East Point

East Point – 50:07:666 N – 04:00:461 W

The East Point was a cargo ship that was built in 1901 by JL Thompson at the Sunderland yards. The vessel was powered by a triple expansion engine and had 3 boilers. Tonnage of 5234 and nearly 120m long. A big ship. As WW1 developed she became a defensively armed ship.

On 9th March 1917 she was heading for Philadelphia from London when she was attacked by a German submarine (U-48) and subsequently sunk some 9 miles south eastwards from the Eddystone lighthouse.

However, although the vessel was fatally torpedoed she didn’t sink straight away but continued on moving through the water. Meanwhile U-48 ascended to periscope depth intent on more attacks. But the sub was right in the path of East Point. A collision was inevitable, the conning tower of the sub was damaged and 2 men died. The sub quickly descended to the seabed at about 70m, effected repairs and then ascended. Owing to the damaged conning tower the sub had to continue back to Wilhelmshaven on the surface for 6 days. Being a determined sub she still sunk an extra sailing vessel on the way back.
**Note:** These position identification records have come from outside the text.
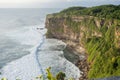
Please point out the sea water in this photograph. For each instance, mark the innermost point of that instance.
(25, 52)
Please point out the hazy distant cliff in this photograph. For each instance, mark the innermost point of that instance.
(92, 31)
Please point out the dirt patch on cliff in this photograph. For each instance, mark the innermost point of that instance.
(80, 60)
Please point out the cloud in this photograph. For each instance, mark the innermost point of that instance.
(53, 3)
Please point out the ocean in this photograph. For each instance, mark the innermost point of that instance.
(25, 53)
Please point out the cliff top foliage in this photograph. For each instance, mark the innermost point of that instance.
(104, 11)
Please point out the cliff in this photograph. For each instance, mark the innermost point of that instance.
(95, 36)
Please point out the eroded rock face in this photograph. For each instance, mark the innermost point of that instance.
(60, 29)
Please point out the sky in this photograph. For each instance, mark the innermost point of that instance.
(54, 3)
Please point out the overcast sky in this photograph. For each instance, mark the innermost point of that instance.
(53, 3)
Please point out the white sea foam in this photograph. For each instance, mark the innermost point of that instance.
(50, 54)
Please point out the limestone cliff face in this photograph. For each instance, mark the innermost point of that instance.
(74, 29)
Meanwhile the East Point had sunk. All 45 crew survived and were transported to Plymouth.

Here’s a description:

http://www.maritimequest.com/daily_event_archive/2014/03_mar/09_east_point_u48.htm

For today’s divers the wreck lies upright from about 68m seabed. The East Point is an impressive wreck. Although the bow section is well broken up, midships is reasonably complete but the stern is still good and stands proud of the seabed at 52m. The bows lie SW at 213 degrees. Slack water is the usual 3 hrs before and 3 hrs after HW at Plymouth.